Inspired by this example, we study the local geometry of transformers in Section 3. Instead of analyzing the global convergence and trajectory of optimization algorithms, we focus on the simpler question of finding a good update direction in a fixed local geometry. We decompose the goal of locally minimizing the objective function into two components: gradient correlation, which measures the alignment of the update direction with the negative gradient, and directional sharpness, which measures the curvature of the function along the update direction. We argue that the directional sharpness of the update direction is a more useful indicator of the performance of optimization algorithms, as high sharpness usually implies low performance. Empirically, we observe through experiments that the update directions of SGD have much higher directional sharpness compared to adaptive algorithms. By studying more algorithms, we observe that in general, algorithms with high directional sharpness converge much slower than adaptive algorithms, which typically have low directional sharpness. We also visualize the corresponding landscape along the update directions, and our results show that algorithms with low directional sharpness can generally achieve a better local loss reduction if optimal step sizes are chosen.

We investigate the cause of SGD’s high directional sharpness and find that it is mainly due to the imbalanced distribution of gradient across coordinates. We observe that only a small fraction of the coordinates account for most of SGD’s directional sharpness and we infer that it is because of the positive correlation between the Hessian and gradient coordinates. To address this issue, we propose to use coordinate-wise clipping as a simple and effective technique to improve the convergence and directional sharpness of optimization algorithms. The intuition behind clipping is that when a few coordinates have large gradients and bad smoothness, clipping prevents them from dominating the update direction and inflating the directional sharpness. Theoretically, we show that clipping improves the worst-case directional sharpness and enables a better local loss reduction with a larger step size. Empirically, we show that clipping can consistently reduce the directional sharpness, which often leads to a better local function reduction and improves the convergence speed of various optimization algorithms including adaptive algorithms. We demonstrate our findings through two experiments under different settings and show that our observations are robust across different tasks, models, and iterations. Based on the experiments, we argue that the landscape of optimization algorithms in local geometry is a useful proxy for the global convergence speed. We conclude that the adaptive coordinate-wise scaling of Adam can effectively balance the trade-off between optimizing gradient correlation and directional sharpness, and that this ability is the key to Adam’s fast convergence in deep learning training.

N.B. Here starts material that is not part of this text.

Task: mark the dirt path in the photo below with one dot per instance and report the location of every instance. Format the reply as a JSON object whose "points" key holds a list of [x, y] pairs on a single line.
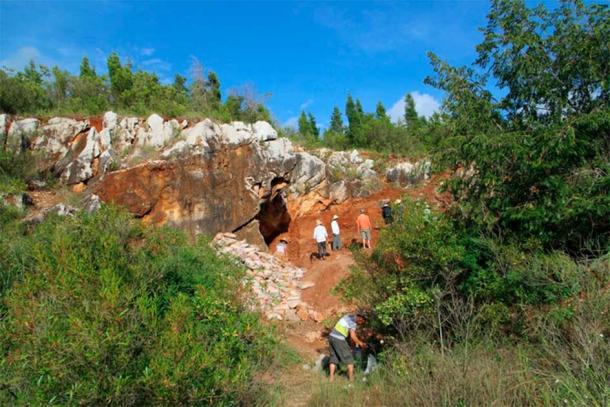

Our main contributions can be summarized as follows:

We identify directional sharpness as a key indicator of the performance of optimization algorithms in local geometry, and show that adaptive algorithms have low directional sharpness compared to SGD, especially when training transformers.

We propose coordinate-wise clipping as a simple, effective and universal technique to improve the directional sharpness and convergence speed of various optimization algorithms, and provide theoretical and empirical support for its benefits.

Related Work

General Convergence Rates of Adaptive Algorithms. Adaptive algorithms have long been studied and applied in deep learning . Several previous work has proved convex and non-convex convergence rates for Adagrad and Adam or AMSGrad . The best known non-convex convergence rate for Adagrad is $O(\frac{\log T}{\sqrt{T}})$ and $O(\frac{1}{\sqrt{T}})$ for AMSGrad . While the result by matches the non-convex convergence rate $O(\frac{1}{\sqrt{T}})$ of SGD , there is no theoretical proof that Adam can converge asymptotically faster than SGD for general functions . Therefore, there is still a significant gap of work between the theoretical understanding of Adam and its empirical fast performance.

Faster Convergence Rates Under Certain Settings. Another line of work focused on specific settings that Adam might work better than SGD. Adaptive algorithms can work asymptotically better when the stochastic gradients are sparse or when there is a sparse set of noise . proved that global clipping methods outperforms SGD when the stochastic gradients have heavy-tail noise, argued that Adam can also deal with heavy-tail noise effectively, and designed a new algorithm based on coordinate-wise clipping.

Coordinate-Wise Clipping. Both global clipping and coordinate-wise clipping are commonly used in practice with SGD. While global norm clipping and normalization has been studied both theoretically and empirically , there has been very little research on coordinate-wise clipping methods. The most relevant work is , where the authors use coordinate-wise clipping to propose algorithms CClip and ACClip that works well on transformers in practice. They use adaptive thresholds updated as momentum parameters and clip the coordinates to the corresponding thresholds. shows that ACClip can perform empirically better than Adam on various transformers.

The coordinate-wise properties of the gradient and Hessian is often used in coordinate descent methods . Recently, due to its ability to deal with heavy-tailed noise , coordinate-wise clipping has been applied in differentially private coordinate descent methods as it adapts to the coordinate-wise imbalance of the objective . In particular, designs a strategy to choose an adaptive clipping threshold based on the mean of the gradients, while we use the distribution of the gradients to select a threshold that clips exactly a constant fraction of the gradients.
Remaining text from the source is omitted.